Wenn es boomt, erinnert sich kaum jemand mehr an die Krisen der Vergangenheit. Auch Baukultur und Innovationen tun sich in Boom-Zeiten mitunter schwerer. Genauso war es in diesem Jahr auf der Expo Real.
Die Expo Real 2015 beginnt für mich bereits am Sonntag mit der Entscheidung, auf dem Oktoberfest keine kurzen Lederhosen zu tragen. Eine dunkelblaue Strickjacke mit Reißverschluss muss die Brücke zur nostalgisch bajuvarischen (Ver-) Kleiderordnung herstellen. „Viii va Co loo nii a!“ Ich komme nicht rein in den Freudentaumel und werde auf meiner Flucht vor der Spaßgesellschaft von mitreißenden Trommlern abgelenkt. Musiker aus Angola und Sambia spielen vor der Wiesn groß auf und animieren Touristen in Dirndl und Lederhosen zum ausgelassenen Mittanzen. So kann das auch gehen, Ankommenskultur.

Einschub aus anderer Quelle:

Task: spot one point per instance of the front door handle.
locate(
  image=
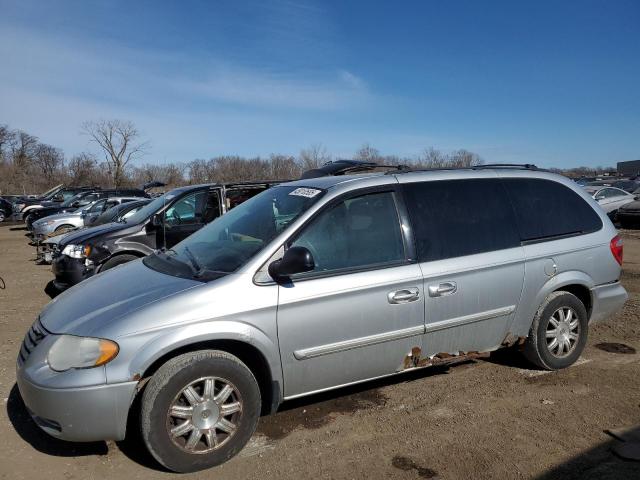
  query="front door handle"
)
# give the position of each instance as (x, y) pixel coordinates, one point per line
(443, 289)
(405, 295)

Am Montag steige ich, wie die meisten, am Morgen bereits durchschwitzt aus der überhitzten U-Bahn und springe auf das alljährliche Messekarussell, aus dem ich erst leicht schwindelig und heiser am Mittwoch in den Flieger zurück nach Berlin wechsle. Bis dahin folgt ein Gesprächspartner dem anderen. Alle haben unterschiedliche Themen, widerstreitende Blickwinkel und eigene Interessen. Sie zusammen zeichnen ein vielstimmiges Bild vom Zustand einer Branche, in der Baukultur erklärt und Work-Life-Balance gerechtfertigt werden muss.

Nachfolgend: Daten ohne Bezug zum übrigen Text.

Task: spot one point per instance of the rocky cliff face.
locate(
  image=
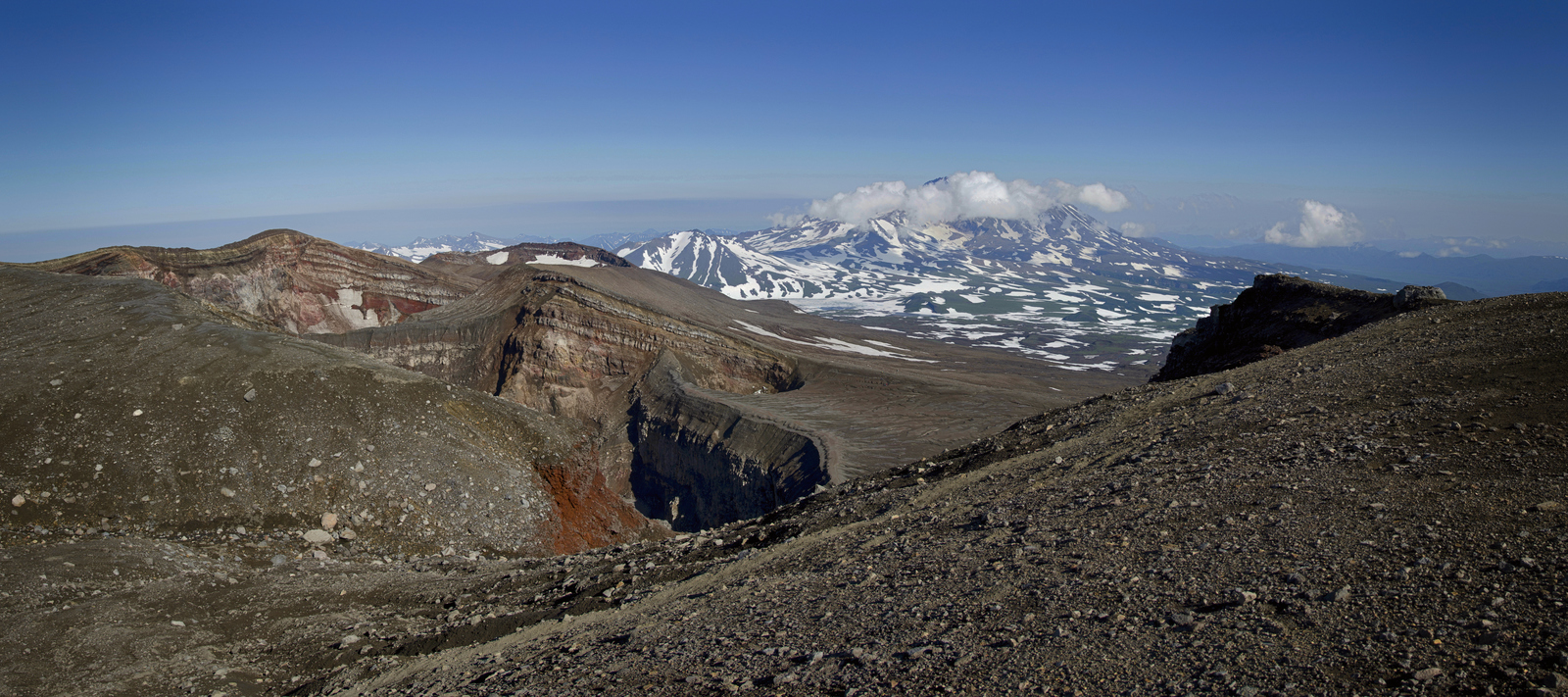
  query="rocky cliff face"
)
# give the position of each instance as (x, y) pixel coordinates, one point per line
(124, 405)
(490, 264)
(1277, 315)
(551, 342)
(290, 279)
(703, 460)
(706, 409)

In Halle A2 begründet Reiner Nagel, Präsident der Bundesstiftung Baukultur, warum die Stiftung überhaupt auf der Messe vertreten ist („Habt ihr das nötig?“). Auf dem Podium stellt er „Erfolg durch Baukultur in der Immobilienwirtschaft“ zur Diskussion. Matthias Sauerbruch beginnt bei seiner Definition von Baukultur bei Vitruvs Firmitas und vergisst auch die Prozesskultur nicht. Achim Nagel spricht von guter Architektur als Krisenvorsorge. Deutlich wird das Thema durch eines meiner Lieblingsnachschlagewerke: das „Handbuch der Baukultur“.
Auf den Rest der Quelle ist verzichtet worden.